1.  Body of work: Charlie Sheen’s porn-star ex-girlfriend Bree Olson produced a video designed to hasten the capture of fugitive Ugandan rebel leader Joseph Kony. The clip shows a bikini-clad Olson wiggling in the sand, while flashing harsh images of the conflict. Because nothing screams “justice” quite like a healthy dose of cleavage. Where was she when we were trying to free Nelson Mandela?

2.  Punk’d in Space:
Sir Richard Branson has declared that his Virgin Galactic spaceships “are built and flying in the final stages of our exhaustive test flight program.” Tickets to outer space will cost about $200,000 US. Ashton Kutcher has already signed on for the Virgin voyage, and will attempt to stash his assets far from Demi Moore.

3.  Take a byte:
Thousands of consumers lined up outside of Apple’s flagship stores in NYC last week to buy the newest iPad. Investment firm UBS conducted a survey to find out why customers hadn’t attempted to order online. A handful of people stated, “What else would we do on a Friday night? We’re nerds.”  

4.  Poetic Demeanor: Congrats to Kris Demeanor on becoming Calgary’s first poet laureate. He hopes to find creative ways to get Calgarians into the enjoyment of language. Engaging Canadian youth might be a challenge, but perhaps he can create rhymes in SMS. “R U well? Luv ur smell. Lol.” Good luck, Kris!

5.  Sign of the times: So jaded are sports fans in Toronto that when a player like Phil Kessel actually reaches peak performance, all we can say is “Quick, trade him!” The rationale, of course, is that it’s got to be downhill from here. I liken this to my wife serving me leftovers from a delicious home-cooked meal, and saying, “Eat fast. It’s just about to rot.”

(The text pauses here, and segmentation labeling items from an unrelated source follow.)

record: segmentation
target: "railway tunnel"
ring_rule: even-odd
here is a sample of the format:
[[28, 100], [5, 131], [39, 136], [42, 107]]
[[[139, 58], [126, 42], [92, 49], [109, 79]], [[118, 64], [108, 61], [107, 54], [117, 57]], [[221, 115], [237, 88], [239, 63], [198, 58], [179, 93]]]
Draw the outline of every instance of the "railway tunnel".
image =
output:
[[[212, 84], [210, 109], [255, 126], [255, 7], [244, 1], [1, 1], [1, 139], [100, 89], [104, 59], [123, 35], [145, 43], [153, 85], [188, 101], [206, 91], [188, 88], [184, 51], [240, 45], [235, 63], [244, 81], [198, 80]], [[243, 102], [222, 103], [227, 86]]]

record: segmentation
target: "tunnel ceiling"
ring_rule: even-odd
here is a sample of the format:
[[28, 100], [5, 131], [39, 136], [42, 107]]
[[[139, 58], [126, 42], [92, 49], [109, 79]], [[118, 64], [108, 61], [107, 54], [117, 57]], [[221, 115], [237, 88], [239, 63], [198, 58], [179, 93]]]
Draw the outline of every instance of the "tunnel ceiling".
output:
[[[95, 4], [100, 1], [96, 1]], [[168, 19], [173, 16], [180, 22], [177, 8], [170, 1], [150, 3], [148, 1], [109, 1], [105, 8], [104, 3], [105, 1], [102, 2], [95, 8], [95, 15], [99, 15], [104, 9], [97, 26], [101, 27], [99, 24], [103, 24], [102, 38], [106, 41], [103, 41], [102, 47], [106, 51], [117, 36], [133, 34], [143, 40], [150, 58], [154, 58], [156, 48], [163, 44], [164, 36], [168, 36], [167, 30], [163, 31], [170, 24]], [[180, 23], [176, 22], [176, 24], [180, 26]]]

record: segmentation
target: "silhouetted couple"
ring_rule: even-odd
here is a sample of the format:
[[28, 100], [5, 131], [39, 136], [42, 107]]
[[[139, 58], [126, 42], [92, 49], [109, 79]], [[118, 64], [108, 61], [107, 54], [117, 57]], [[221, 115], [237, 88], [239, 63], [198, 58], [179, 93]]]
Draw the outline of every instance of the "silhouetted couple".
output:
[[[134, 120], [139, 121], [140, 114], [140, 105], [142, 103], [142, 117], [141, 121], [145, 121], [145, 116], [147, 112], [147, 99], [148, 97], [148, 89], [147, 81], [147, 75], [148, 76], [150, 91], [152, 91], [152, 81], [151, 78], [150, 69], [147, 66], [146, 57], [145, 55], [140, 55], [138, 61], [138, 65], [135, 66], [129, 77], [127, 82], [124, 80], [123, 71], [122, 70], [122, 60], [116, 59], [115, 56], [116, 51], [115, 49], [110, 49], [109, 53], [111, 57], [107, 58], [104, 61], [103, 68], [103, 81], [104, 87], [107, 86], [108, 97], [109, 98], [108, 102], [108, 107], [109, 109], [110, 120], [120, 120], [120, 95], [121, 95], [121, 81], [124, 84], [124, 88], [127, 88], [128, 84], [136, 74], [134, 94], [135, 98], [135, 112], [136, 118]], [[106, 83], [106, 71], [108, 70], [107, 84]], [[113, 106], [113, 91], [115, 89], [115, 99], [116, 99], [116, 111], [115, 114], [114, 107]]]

6.  Retro in HD: This Sunday marks the long-awaited two-hour premiere of Mad Men’s 5th season. The show is popular among those nostalgic for a time when men had body hair and women had real breasts. Also recommended for anyone feeling guilty about their parenting skills, or how much they drink and smoke.

7.  Ready to Rumba:
Dancing with the Stars premiered this week with an odd crew of has-beens, might-bes and barely-ares. Nevertheless, after watching 15 intermittent minutes, I am prepared to make predictions. A “Pip-less” Gladys Knight will lose early, but thank the lord for the journey. Urkel will do the robot at least once and Martina Navratilova will struggle not to lead. Finalists: Welsh soprano Katherine Jenkins, Latino stud William Levy and Prairie star Melissa Gilbert.

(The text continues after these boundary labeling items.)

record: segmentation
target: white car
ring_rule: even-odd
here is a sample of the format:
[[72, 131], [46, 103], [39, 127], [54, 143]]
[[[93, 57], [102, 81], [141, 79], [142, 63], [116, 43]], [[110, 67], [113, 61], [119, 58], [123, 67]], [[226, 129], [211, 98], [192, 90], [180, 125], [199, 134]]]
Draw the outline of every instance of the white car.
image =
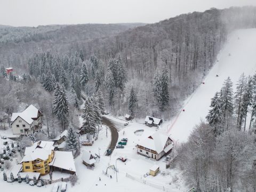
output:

8.  Beach-body: Every spring we discover our “winter fat” and torture ourselves with diets. Now, there is a great new book called Unjunk Your Junk Food, for people (like me) who refuse to forgo the sweets for more than a couple of days. Instead of contradicting Marie Antoinette, Andrea Donsky and friends will simply tell you which cake to choose. A free sneak peek is available for download at naturallysavvy.com. Also, when returning from the supermarket, try taking the stairs.